In my 50 plus years as a community worker I have worked on many issues. Repeatedly unpeeling the onion and trying to understand causation and consequence has led me to the belief that relationships are the bedrock of everything that matters. Relationships in the home, relationships across and within the communities in which we live, and relationships with and between the agencies and service providers on whom we depend.
When they work well everything works better. When they don’t, everything is more difficult, perhaps impossible. Stable childhoods, safe and thriving communities, effective health care, successful education, just policing – the list goes on. The evidence base is overwhelming: strong connections are not a luxury; they are a fundamental determinant of human wellbeing and social outcomes.
Putting relationships first is not one more objective vying for scarce capacity and resources. It is how we do our best work, how we prevent problems rather than pick up the pieces, how we achieve the reduced waiting lists, the cost savings and the improved outcomes.
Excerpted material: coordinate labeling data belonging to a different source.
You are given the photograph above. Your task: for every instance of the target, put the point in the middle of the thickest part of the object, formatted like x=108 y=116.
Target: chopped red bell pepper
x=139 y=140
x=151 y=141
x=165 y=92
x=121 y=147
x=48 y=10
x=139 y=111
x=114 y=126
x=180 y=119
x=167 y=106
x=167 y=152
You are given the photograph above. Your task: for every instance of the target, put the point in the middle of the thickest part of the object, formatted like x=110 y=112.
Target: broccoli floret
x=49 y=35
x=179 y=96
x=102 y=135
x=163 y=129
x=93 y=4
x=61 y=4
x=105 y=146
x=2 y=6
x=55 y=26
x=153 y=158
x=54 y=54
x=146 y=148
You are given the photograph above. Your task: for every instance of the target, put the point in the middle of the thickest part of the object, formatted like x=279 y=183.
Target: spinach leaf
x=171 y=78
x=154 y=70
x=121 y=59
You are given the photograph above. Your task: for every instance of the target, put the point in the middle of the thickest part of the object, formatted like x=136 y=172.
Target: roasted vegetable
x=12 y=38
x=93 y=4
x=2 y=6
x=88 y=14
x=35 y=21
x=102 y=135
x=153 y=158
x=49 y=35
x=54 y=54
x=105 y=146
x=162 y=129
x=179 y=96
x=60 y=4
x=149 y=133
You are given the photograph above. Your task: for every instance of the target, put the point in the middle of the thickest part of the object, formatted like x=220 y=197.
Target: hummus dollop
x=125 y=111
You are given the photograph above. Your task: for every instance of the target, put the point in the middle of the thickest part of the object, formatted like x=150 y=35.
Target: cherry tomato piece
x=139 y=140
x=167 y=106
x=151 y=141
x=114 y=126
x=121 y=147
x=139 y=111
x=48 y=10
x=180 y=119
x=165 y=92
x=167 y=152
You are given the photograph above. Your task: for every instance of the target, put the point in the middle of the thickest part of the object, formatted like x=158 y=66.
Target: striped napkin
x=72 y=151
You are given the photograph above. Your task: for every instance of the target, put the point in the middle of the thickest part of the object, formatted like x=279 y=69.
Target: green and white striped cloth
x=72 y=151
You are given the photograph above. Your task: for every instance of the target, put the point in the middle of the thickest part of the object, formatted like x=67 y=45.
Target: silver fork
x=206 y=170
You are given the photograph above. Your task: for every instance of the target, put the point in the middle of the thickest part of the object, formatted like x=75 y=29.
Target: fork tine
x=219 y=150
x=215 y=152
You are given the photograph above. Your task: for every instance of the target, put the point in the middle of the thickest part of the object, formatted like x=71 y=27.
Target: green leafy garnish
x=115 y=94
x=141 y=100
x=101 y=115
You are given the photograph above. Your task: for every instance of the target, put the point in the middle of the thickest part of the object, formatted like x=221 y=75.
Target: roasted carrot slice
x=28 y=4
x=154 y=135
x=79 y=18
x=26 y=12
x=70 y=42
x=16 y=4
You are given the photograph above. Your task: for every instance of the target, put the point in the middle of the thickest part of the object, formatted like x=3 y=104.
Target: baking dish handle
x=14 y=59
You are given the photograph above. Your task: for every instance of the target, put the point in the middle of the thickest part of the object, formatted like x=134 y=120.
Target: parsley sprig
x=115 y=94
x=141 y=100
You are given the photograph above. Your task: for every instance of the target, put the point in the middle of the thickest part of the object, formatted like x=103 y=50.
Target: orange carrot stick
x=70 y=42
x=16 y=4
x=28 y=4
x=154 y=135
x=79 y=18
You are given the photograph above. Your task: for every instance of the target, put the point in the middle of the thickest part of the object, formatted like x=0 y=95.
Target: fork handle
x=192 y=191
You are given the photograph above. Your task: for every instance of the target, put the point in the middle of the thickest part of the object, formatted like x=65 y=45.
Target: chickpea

Progress on these goals is achievable, even in a time of severely limited resources, because we are currently spending time and money on doing things which are at best, sub optimal.
Reflecting on his career in government, Department for Environment, Food & Rural Affairs permanent secretary Paul Kissack has said: “So many of the public services we were working on were clearly trying to patch up tears in the social fabric. We were building services where relationships should be.”
Building the relational state
At the Relationships Project we recognise that any serious attempt to centre relationships in how we organise our lives and communities must seek both to harness the power of the state and to reform it in fundamental ways. We identify three key facets of the relational state that we must now build if our people and places are to flourish.
First, relational services, enabling and cultivating effective relationships between service providers and recipients. This is the dimension of relational practice that is best understood, although not widely applied. “Trusting relationships are the mechanism by which change is achieved,” says Russ Bellenie, principal social worker at Barking & Dagenham LBC. “They don’t just enable other interventions. They are the intervention.”
Second, relationship-centred policy, supporting relationships between citizens and within communities and operationalising the concept of social capital. The Homes for Ukraine programme is a recent example, matching Ukrainian refugees with UK residents. Programme director Paul Morrison says, “a relational approach to public policy recognises that change happens through networks of people and organisations, not through issuing directives”.
Third, relational governance, enabling collaborative decision-making between public servants and citizens or partners and meaningfully drawing on experiences and voices that would otherwise be missed. This produces better decisions and a stronger sense of shared ownership – deepening commitment, improving outcomes and generating efficiencies. Genuine relational governance arrangements in the UK are thin on the ground but the work emerging through the Pride in Place and Test Learn and Grow programmes, for example, offers real potential.
Do all this, at scale, and we can begin to build a place where people and communities flourish because strong relational practice is embedded in how we live, work, care, learn, govern, organise and lead. A place where services work well because no single agency works alone or is required to provide the answer to everything. Where a whole community engages and supports us all – messier perhaps but vastly more capable of affecting sustainable change.